他看見錦縭的笑容凝固了,忽然想起來什麽,就又說道:“外邊有一個人,大小姐想不想見一見?”

錦縭詢問地看向這一幫人。

鄧清露說:“就是上次在北平的仲公館裏假扮司令的那個女孩。這一次的任務裏,沒有司令不成,沒有她也不成。司令要不要見一見?”

錦縭卻忽然問:“我和她真的像麽?”

暗寞一怔,鄧清露也一怔。

錦縭說:“我只等著在姚崇的大獄裏見到她了。我希望,在此之前,一切都是順利的。”

“那,司令,我們接下來……”鄧清露問。

“除了軍火車按兵不動兩日後隨著姚崇接運軍火的那一隊兵一起出發以外,現在全部計劃提前啟動。出發。”

嘉瑞在門口守了半晌,終於是逮著錦縭了。“不是說好明兒再出院的麽?你又說話不作數。”

錦縭略略調皮地道:“別人不了解我,你還不了解麽?我說的話就沒作數過。”

錦縭這話一說完,她身後的那些人都齊刷刷地停了腳步。她背對著他們,雖然看不見,但是她也能想象到他們一個個的面色。

錦縭也不動了。她忽然正了色,對嘉瑞說:“我那邊臨時有點事處理一下。你放心,沒什麽大事。”

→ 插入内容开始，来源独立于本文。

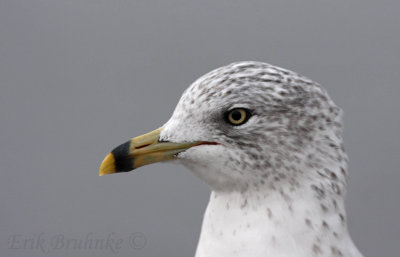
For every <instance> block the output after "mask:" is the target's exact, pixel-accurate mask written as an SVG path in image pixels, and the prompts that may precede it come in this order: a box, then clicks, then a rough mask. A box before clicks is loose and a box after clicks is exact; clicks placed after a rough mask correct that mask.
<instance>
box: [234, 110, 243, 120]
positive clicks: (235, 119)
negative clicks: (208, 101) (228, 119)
mask: <svg viewBox="0 0 400 257" xmlns="http://www.w3.org/2000/svg"><path fill="white" fill-rule="evenodd" d="M241 118H242V113H241V112H239V111H233V112H232V119H233V120H235V121H238V120H240V119H241Z"/></svg>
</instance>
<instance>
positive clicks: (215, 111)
mask: <svg viewBox="0 0 400 257" xmlns="http://www.w3.org/2000/svg"><path fill="white" fill-rule="evenodd" d="M341 116H342V111H341V109H340V108H338V107H337V106H336V104H335V103H334V102H333V101H332V100H331V99H330V98H329V96H328V94H327V92H326V91H325V90H324V89H323V88H321V87H320V86H319V85H318V84H317V83H315V82H313V81H311V80H309V79H308V78H306V77H304V76H301V75H299V74H297V73H294V72H292V71H289V70H286V69H282V68H279V67H276V66H272V65H270V64H266V63H260V62H249V61H248V62H237V63H232V64H230V65H227V66H224V67H221V68H218V69H216V70H214V71H211V72H210V73H208V74H206V75H204V76H202V77H200V78H199V79H197V80H196V81H195V82H194V83H193V84H192V85H191V86H190V87H189V88H188V89H187V90H186V91H185V92H184V93H183V95H182V97H181V99H180V101H179V103H178V105H177V107H176V109H175V111H174V113H173V115H172V117H171V118H170V119H169V121H168V122H167V123H166V124H165V125H163V126H162V127H161V128H159V129H157V130H155V131H152V132H150V133H148V134H145V135H142V136H140V137H137V138H133V139H131V140H129V141H128V142H126V143H124V144H122V145H120V146H118V147H117V148H115V149H114V150H113V151H112V152H111V153H110V154H108V155H107V157H106V158H105V159H104V161H103V163H102V164H101V166H100V170H99V174H100V175H104V174H111V173H117V172H127V171H130V170H133V169H135V168H138V167H140V166H143V165H146V164H150V163H154V162H159V161H167V160H175V161H179V162H181V163H182V164H184V165H185V166H187V167H189V169H191V170H192V171H193V172H194V173H195V174H196V175H197V176H198V177H200V178H201V179H203V180H204V181H205V182H206V183H207V184H208V185H209V186H210V187H211V190H212V193H211V197H210V201H209V203H208V207H207V209H206V212H205V215H204V220H203V226H202V230H201V235H200V240H199V243H198V247H197V251H196V256H197V257H206V256H213V257H225V256H230V257H232V256H246V257H250V256H251V257H258V256H263V257H266V256H273V257H283V256H287V257H289V256H293V257H310V256H336V257H340V256H345V257H361V256H362V255H361V254H360V252H359V251H358V250H357V248H356V247H355V245H354V244H353V242H352V240H351V238H350V236H349V233H348V230H347V223H346V214H345V206H344V196H345V191H346V180H347V156H346V153H345V151H344V148H343V144H342V120H341Z"/></svg>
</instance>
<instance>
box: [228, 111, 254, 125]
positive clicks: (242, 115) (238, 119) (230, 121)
mask: <svg viewBox="0 0 400 257" xmlns="http://www.w3.org/2000/svg"><path fill="white" fill-rule="evenodd" d="M250 116H251V114H250V111H249V110H247V109H243V108H235V109H232V110H230V111H228V112H227V113H225V121H226V122H228V123H229V124H231V125H233V126H239V125H242V124H244V123H245V122H246V121H247V120H248V119H249V118H250Z"/></svg>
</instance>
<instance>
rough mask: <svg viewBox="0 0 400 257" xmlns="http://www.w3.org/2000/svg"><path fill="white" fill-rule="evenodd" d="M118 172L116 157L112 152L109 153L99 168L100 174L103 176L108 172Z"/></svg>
mask: <svg viewBox="0 0 400 257" xmlns="http://www.w3.org/2000/svg"><path fill="white" fill-rule="evenodd" d="M115 172H116V167H115V158H114V155H113V154H112V153H109V154H108V155H107V156H106V158H104V160H103V162H102V163H101V165H100V168H99V176H103V175H106V174H113V173H115Z"/></svg>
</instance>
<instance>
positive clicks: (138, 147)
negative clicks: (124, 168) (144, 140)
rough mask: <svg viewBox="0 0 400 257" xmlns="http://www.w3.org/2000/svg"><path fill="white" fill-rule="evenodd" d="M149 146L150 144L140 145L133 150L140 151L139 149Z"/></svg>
mask: <svg viewBox="0 0 400 257" xmlns="http://www.w3.org/2000/svg"><path fill="white" fill-rule="evenodd" d="M149 145H150V144H145V145H140V146H137V147H135V149H141V148H144V147H146V146H149Z"/></svg>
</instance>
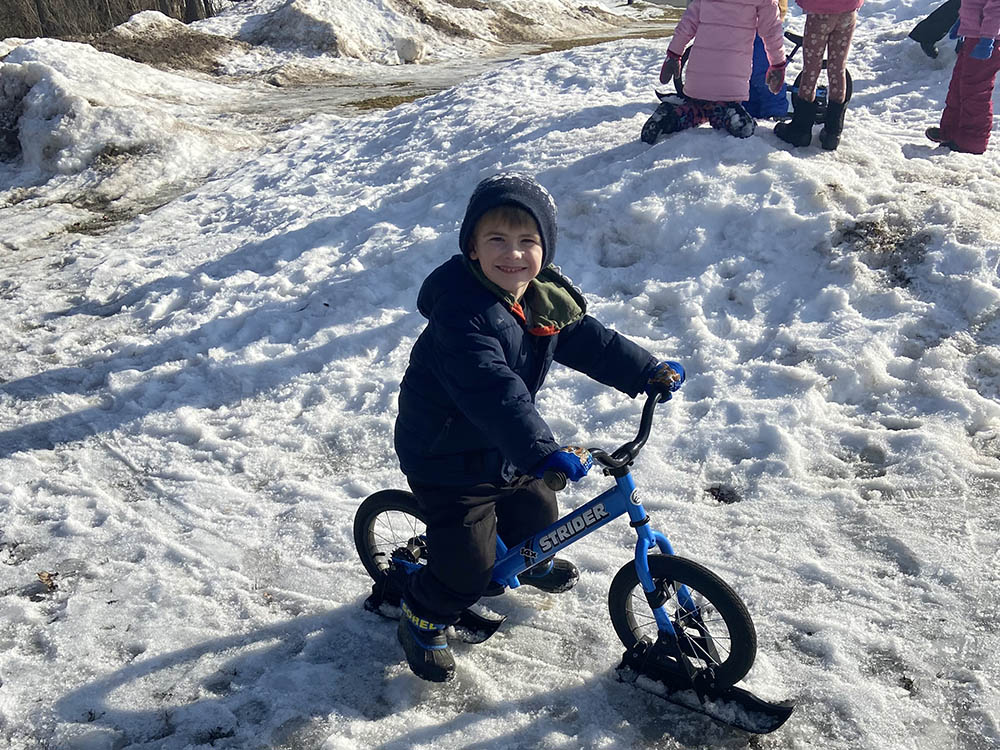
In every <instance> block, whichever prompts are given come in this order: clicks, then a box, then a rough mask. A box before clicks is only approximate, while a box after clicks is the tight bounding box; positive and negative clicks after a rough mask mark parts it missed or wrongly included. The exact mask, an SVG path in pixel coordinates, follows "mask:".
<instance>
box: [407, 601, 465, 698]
mask: <svg viewBox="0 0 1000 750" xmlns="http://www.w3.org/2000/svg"><path fill="white" fill-rule="evenodd" d="M401 608H402V615H401V617H400V618H399V626H398V627H397V628H396V637H397V638H398V639H399V642H400V644H401V645H402V646H403V652H404V653H405V654H406V661H407V663H408V664H409V665H410V669H412V670H413V674H415V675H416V676H417V677H419V678H421V679H423V680H429V681H430V682H447V681H448V680H450V679H453V678H454V677H455V659H454V658H453V657H452V655H451V650H450V649H449V648H448V639H447V638H445V635H444V631H445V628H446V627H447V626H446V625H436V624H434V623H432V622H428V621H427V620H424V619H422V618H420V617H417V616H416V615H415V614H413V611H412V610H411V609H410V608H409V607H408V606H407V604H406V602H405V601H404V602H403V603H402V607H401Z"/></svg>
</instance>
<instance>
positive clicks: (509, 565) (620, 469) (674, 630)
mask: <svg viewBox="0 0 1000 750" xmlns="http://www.w3.org/2000/svg"><path fill="white" fill-rule="evenodd" d="M663 400H669V395H668V396H667V397H666V398H665V399H663ZM657 403H658V401H657V400H653V399H651V400H650V401H648V402H647V405H646V406H645V407H643V423H642V425H643V426H642V427H641V428H640V434H639V435H637V436H636V439H635V440H634V441H632V442H631V443H628V444H626V445H624V446H622V447H621V448H620V449H619V450H618V451H616V452H615V453H614V454H612V455H611V456H608V455H607V454H605V453H603V452H601V451H598V450H596V449H594V455H595V457H597V458H598V459H599V463H600V461H603V462H604V463H603V464H600V465H603V466H604V467H605V473H607V474H610V475H612V476H614V477H615V486H614V487H611V488H609V489H607V490H605V491H604V492H602V493H601V494H600V495H598V496H597V497H595V498H594V499H592V500H591V501H590V502H588V503H586V504H584V505H582V506H580V507H579V508H577V509H576V510H574V511H572V512H570V513H567V514H566V515H565V516H562V517H561V518H559V519H558V520H556V521H555V522H553V523H552V524H551V525H549V526H547V527H546V528H544V529H542V530H541V531H539V532H538V533H536V534H535V535H533V536H531V537H529V538H527V539H524V540H522V541H521V542H519V543H518V544H515V545H512V546H511V547H507V545H505V544H504V542H503V540H502V539H500V537H499V536H497V540H496V561H495V562H494V565H493V575H492V579H491V580H492V581H493V582H494V583H496V584H498V585H499V586H501V587H508V588H518V587H519V586H520V585H521V582H520V581H519V580H518V576H519V575H520V574H522V573H524V571H526V570H527V569H528V568H530V567H532V566H534V565H536V564H537V563H539V562H541V561H543V560H546V559H548V558H550V557H553V556H554V555H555V554H556V553H557V552H560V551H561V550H563V549H565V548H566V547H568V546H570V545H571V544H573V543H575V542H578V541H580V540H581V539H583V538H584V537H585V536H587V535H588V534H591V533H593V532H594V531H597V530H598V529H600V528H602V527H603V526H606V525H607V524H609V523H611V522H612V521H613V520H615V519H616V518H620V517H621V516H624V515H628V517H629V519H630V523H629V525H630V526H631V527H632V528H633V529H635V533H636V536H637V537H638V539H637V540H636V545H635V569H636V575H637V577H638V579H639V583H640V584H641V586H642V588H643V591H645V593H646V600H647V602H648V604H649V608H650V610H652V612H653V617H654V619H655V621H656V625H657V628H658V630H659V631H660V632H661V633H666V634H669V635H670V636H673V640H676V630H675V628H674V626H673V624H672V623H671V622H670V615H669V614H668V613H667V610H666V607H665V606H664V605H665V603H666V601H667V597H666V596H664V593H665V592H663V591H660V590H658V588H657V586H656V583H655V582H654V581H653V576H652V574H651V573H650V571H649V560H648V555H649V553H650V550H653V549H654V548H656V549H658V550H659V552H660V553H662V554H664V555H673V554H674V549H673V547H672V546H671V544H670V540H669V539H667V537H666V536H665V535H664V534H661V533H660V532H659V531H657V530H656V529H654V528H653V527H652V526H651V525H650V522H649V516H648V515H647V513H646V509H645V508H643V506H642V500H641V499H640V496H639V490H638V489H637V488H636V486H635V481H634V480H633V479H632V474H631V472H630V471H629V470H628V465H629V463H630V462H631V460H632V459H633V458H634V457H635V455H636V454H637V453H638V452H639V449H640V448H641V447H642V445H643V444H644V443H645V441H646V437H647V436H648V435H649V428H650V425H651V423H652V414H653V411H652V410H653V408H655V406H656V404H657ZM620 451H626V453H625V454H620V453H619V452H620ZM623 455H624V456H625V457H624V458H623V457H622V456H623ZM601 457H603V458H601ZM563 483H565V481H563ZM394 562H395V563H396V564H397V565H399V566H401V567H402V568H403V569H404V570H405V571H406V572H407V573H413V572H415V571H416V570H417V569H418V568H419V567H420V563H417V562H411V561H408V560H404V559H399V558H395V557H394ZM676 593H677V601H678V604H680V606H681V607H682V608H683V609H684V610H685V612H687V613H697V612H698V607H697V606H696V605H695V603H694V601H693V599H692V598H691V593H690V591H689V590H688V588H687V587H686V586H683V585H681V586H678V587H677V591H676Z"/></svg>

嘉瑞果斷道:“別蒙我,什麽事是大事?在你看來命都不是大事。”

錦縭先讓身後那幫人下去,他們一個個如蒙大赦,轉眼間都走光了。

錦縭還在這跟嘉瑞耗著,她手裏的懷表滴答跑著,她說:“嘉瑞,這還真就是玩命的事。你耽誤我一分鐘,我就多一分死的可能。但是你知道,這事我還不得不去做,因為我是這些人的頭兒,要流血,也得我先流。”

錦縭走出去一段了。

嘉瑞在她身後邊很大聲地說:“你若是不能給我平平安安地滾回來,我可就對郎湘不客氣了!“

錦縭沒回頭,她哂笑:“你可別客氣,怎麽不客氣怎麽來,還客氣,多外道啊!”

“沒羞沒臊的臭丫頭!”

錦縭回頭扮個鬼臉,跑出去了。

其實每個人都有那麽幾面,嘉瑞很慶幸,她還願意把她古靈精怪又刁鉆傻氣的一面留給自己。盡管他看著,她做的鬼臉,是再不如前些年的好看了。這鬼臉是要笑著做出來的,笑得越燦爛,做出來的才越好看。

都說她變了,所有人都這麽說。可是想一想,怎麽能不變呢?那是一種什麽樣的折磨,死去活來而又死而覆生。沒有人會受的住。比如嘉瑞自己,他冷眼看著,便已畏縮,失去了所有前行的勇氣。而眼下,他是終於也要面臨這樣的考驗了啊。

其實錦瀾城早有那個想法,要把在城中的火車站改一改或者在東城重新建一個。要不然火車站只有一個,錦家和郎家離得這樣近,自然是要共用這一處,兩軍都有駐兵在此把守,明哨暗哨不計其數,但凡有些什麽行動都會被對方窺探。

就好比眼下,錦縭這一隊人取道鐵路,在此處蹬車,便是如何防著,只怕也防不過郎坤北的眼線了。

錦縭有些緊張。

都說仲家的軍統最厲害,但是誰不知道郎家的也絲毫不遜色呢?很多事,錦系的事,只怕郎坤北比錦縭都要先知道。

一想起郎坤北,錦縭抱著胳膊打了個冷顫。